Integrals of PDEs (help needed to interpret theorem)

[maverick280857]

Hello friends,

I'm reading about PDEs and my textbook lists 'integrals' of the pde

$$f(x,y,z,p,q) = 0$$

where $p = \partial z/\partial x$ and $q = \partial z/\partial y$, as

1. Complete Integral
2. General Integral
3. Singular Integral
4. Special Integral (solution that can't be classified into the above three categories...and can't be obtained from the general integral).

Specifically, I have the following questions:

1. What is the geometrical/physical significance of each of these 'integral' solutions, esp the singular solution of the PDE?
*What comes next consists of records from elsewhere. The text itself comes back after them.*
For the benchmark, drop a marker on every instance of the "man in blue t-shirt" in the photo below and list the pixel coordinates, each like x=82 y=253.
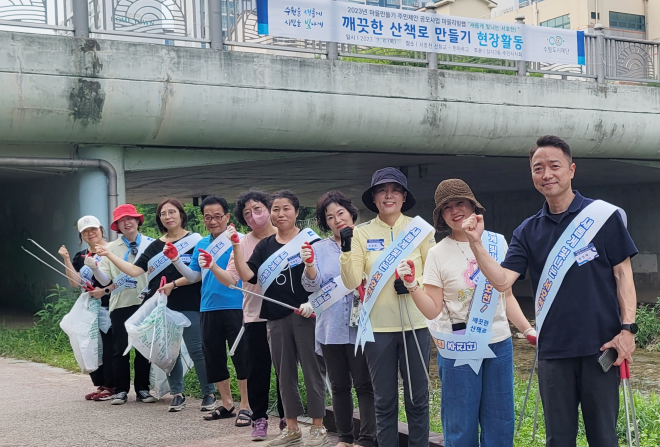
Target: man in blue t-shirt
x=593 y=309
x=221 y=316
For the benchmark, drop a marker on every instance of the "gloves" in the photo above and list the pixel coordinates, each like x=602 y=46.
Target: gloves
x=306 y=310
x=346 y=237
x=530 y=335
x=232 y=235
x=307 y=254
x=406 y=270
x=91 y=262
x=171 y=252
x=400 y=288
x=205 y=259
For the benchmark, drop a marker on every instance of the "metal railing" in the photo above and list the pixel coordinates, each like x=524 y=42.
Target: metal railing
x=232 y=25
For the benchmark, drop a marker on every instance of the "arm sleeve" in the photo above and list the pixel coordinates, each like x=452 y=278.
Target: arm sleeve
x=256 y=259
x=312 y=285
x=352 y=262
x=516 y=258
x=618 y=244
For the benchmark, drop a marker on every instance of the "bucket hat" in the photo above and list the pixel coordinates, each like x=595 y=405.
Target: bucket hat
x=447 y=191
x=88 y=222
x=126 y=210
x=388 y=175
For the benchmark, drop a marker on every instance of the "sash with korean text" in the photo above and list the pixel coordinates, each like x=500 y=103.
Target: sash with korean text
x=384 y=267
x=123 y=281
x=472 y=347
x=330 y=292
x=217 y=248
x=575 y=237
x=287 y=255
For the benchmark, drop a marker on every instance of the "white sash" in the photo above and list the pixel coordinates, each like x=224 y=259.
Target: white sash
x=216 y=249
x=123 y=281
x=290 y=253
x=576 y=236
x=384 y=267
x=159 y=262
x=331 y=292
x=472 y=347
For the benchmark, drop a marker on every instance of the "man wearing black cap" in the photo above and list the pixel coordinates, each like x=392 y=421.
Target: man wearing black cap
x=389 y=197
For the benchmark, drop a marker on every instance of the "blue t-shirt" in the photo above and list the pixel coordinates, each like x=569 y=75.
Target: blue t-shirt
x=585 y=313
x=216 y=296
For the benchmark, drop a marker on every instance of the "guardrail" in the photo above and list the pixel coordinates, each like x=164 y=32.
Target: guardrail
x=232 y=25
2. Let $z = F(x,y,a)$ be a one parameter family of solutions of the above PDE, parametrized by $a$. Then the envelope of this family, if it exists, also satisfies the PDE. What is the geometrical significance of this theorem?

Thanks.

 

[zhentil]

I wouldn't sweat the geometric significance of this. You're dealing with 5 dimensions. What helped for me was to get my geometric intuition from the quasi-linear case, and just know that the analysis works for the fully non-linear case.

 

[epenguin]

Part answer and new question

It is not 5-D it is 3-D surely?

But it would be good to get it straight for 2D firstly, then AFAIK there are not big differences of principle for other D but I stand to be corrected.

It would be pretty obvious to you if you found them illustrated, or if you use a graphic plotter and plot a family $F(x,y,a) = 0$
For 2D and equation f(x, y, dy/dx) = 0, with a family of solutions g(x, y, c) = 0 depending on a parameter a, you may have a continuous curve (called the envelope) whose slope at every point is equal to that in the parameter dependent solution. Therefore this curve also satisfies the differential equation f = 0. Better an example: for instance to the equation

dy/dx = y^(1/2)

there is the family of solutions y = (x – a)^2 . Each of these solutions is a curve with a minimum at y = 0, i.e. dy/dx = 0 at y = 0 so satisfying also the d.e. just given. y = 0 is a singular solution of the given d.e.


I always found singular solutions appealing because of their unlooked-for character. I wonder if there are any examples of where they are of any interest in general dynamics? A point traveling along a general solution and hopping onto a singular one when it mneets it? It should only be able to hop off if and when it gets back to the original point. Imagine there are no examples.

 

[zhentil]

For a general first-order equation in two variables, you have to solve a system of 5 ODEs.